The Medical Council will today ask the Tánaiste and Minister for Health, Ms Harney, for legislation which will allow it to introduce new programmes to assess the competence of doctors to treat patients.
The council's plans include provision for intensive evaluation of the clinical performance of doctors on a random basis.
These proposed intensive clinical assessments would also be introduced for doctors about whom the council has concerns but who are not considered to require full-scale fitness to practise or disciplinary investigations. They would also be available on a voluntary basis for doctors who had been away from practice for some time and who now wished to return to treat patients.
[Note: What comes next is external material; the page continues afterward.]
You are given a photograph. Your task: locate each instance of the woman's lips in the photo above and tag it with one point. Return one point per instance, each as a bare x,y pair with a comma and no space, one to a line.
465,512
In addition the council will tell the Tánaiste it wants the new legislation, which is planned for next year, to allow for the introduction of requirements for doctors to engage in continuing medical education, carry out regular audits of the practice and undergo peer review assessments.
Participation in this clinical quality assessment programme would be mandatory for doctors to maintain their names on the register of medical specialists.
The president of the Medical Council, Dr John Hillery, told The Irish Times last night that a delegation meeting the Tánaiste today would be asking that provision be made for the new competence assurance schemes in legislation governing the operation of doctors and the medical profession in Ireland which she is bringing before the Oireachtas in the New Year.
The Medical Practitioner's Act is over 25-years-old and it is accepted by both the Department of Health and doctors' group that it is no longer adequate.
Currently competence issues have to be dealt with by the council as part of full, legal fitness to practise procedures.
The council, which is the regulatory body for doctors in Ireland, is also to suggest to the Minister that in future members of the public interested in serving on it could be asked to apply for membership and be interviewed for suitability. At present lay members are political appointees, put forward by the Government of the day.
Under the proposed new legislation around one third of the council will be made up of non medical members.
The new legislation would see fitness to practise or disciplinary hearings against doctors held in public, unless there was a specific reason to hold them in camera.
However, the council is expected to tell the Tánaiste at today's meeting that this issue should be looked at in great depth from both the point of view of the patient as well as the doctor.
The council is concerned about Government plans to extend the Freedom of Information Act to cover its activities, which is expected to take place next year.
The council is seeking guarantees from the Department of Health that its files and reports on doctors who participate in its planned competence assurance schemes should be considered confidential.